Sunday Dinner's Lindsey Slaby on what small agencies get wrong in pitches
All agencies, especially those that are on the smaller side, know the pain of feeling like they nailed a pitch meeting and then not winning the business.
Lindsey Slaby, founder of the brand consultancy Sunday Dinner, was at the Ad Age Small Agency Conference on Wednesday—and is the most recent guest on the "Ad Lib" podcast. Slaby, who has clients including Diego, Target and Nickelodeon, discusses where things typically go wrong for agencies in those pitches, what brands are really looking for that they may not be relaying to their agency partners, and how to avoid mishaps.
Slaby advised, first and foremost, to not bring in a CEO on a pitch if that CEO is not going to be working actively on the business.
“I had to actually pull someone out of that a couple weeks ago,” Slaby said at the conference in New Orleans. “They were like ‘our CEO is new and he’s great and he’s going to come to the final meeting.’”
She told them “he might as well not come” if he’s not going to be active on the business, and the client agreed.

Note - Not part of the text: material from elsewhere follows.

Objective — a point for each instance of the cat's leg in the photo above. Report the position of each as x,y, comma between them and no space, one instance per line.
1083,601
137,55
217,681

Slaby also mentioned that agencies sometimes get so focused on the idea they’re pitching that they forget to answer the questions around how they are truly going to partner with a brand to service their business.
“These things matter: your past work, your creative taste, your ideas, the work that you pitch,” she said. “They’re important but they’re often not the deciding factor.”
Slaby said that, behind the scenes, brands tend to discuss what happens if the “star” talent on their account leaves the agency; if the agency is small, how is it going to make up for it to service the business (because hiring freelancers is all fine and dandy, but brands want to know who the freelancers are and what exactly they will be doing); if the agency is growing “too fast”; how many other clients the agency has; how much money is in the bank; and how responsive is the team that’s going to be servicing the account.
Slaby said another concern focuses on whether the agency will put itself or the client first, and if the team is only going the work to win awards.
“How you sell yourself as an agency shows how you can sell,” Slaby noted. “Tell the story of your offering and bring people along the journey in understanding how they might work with you.”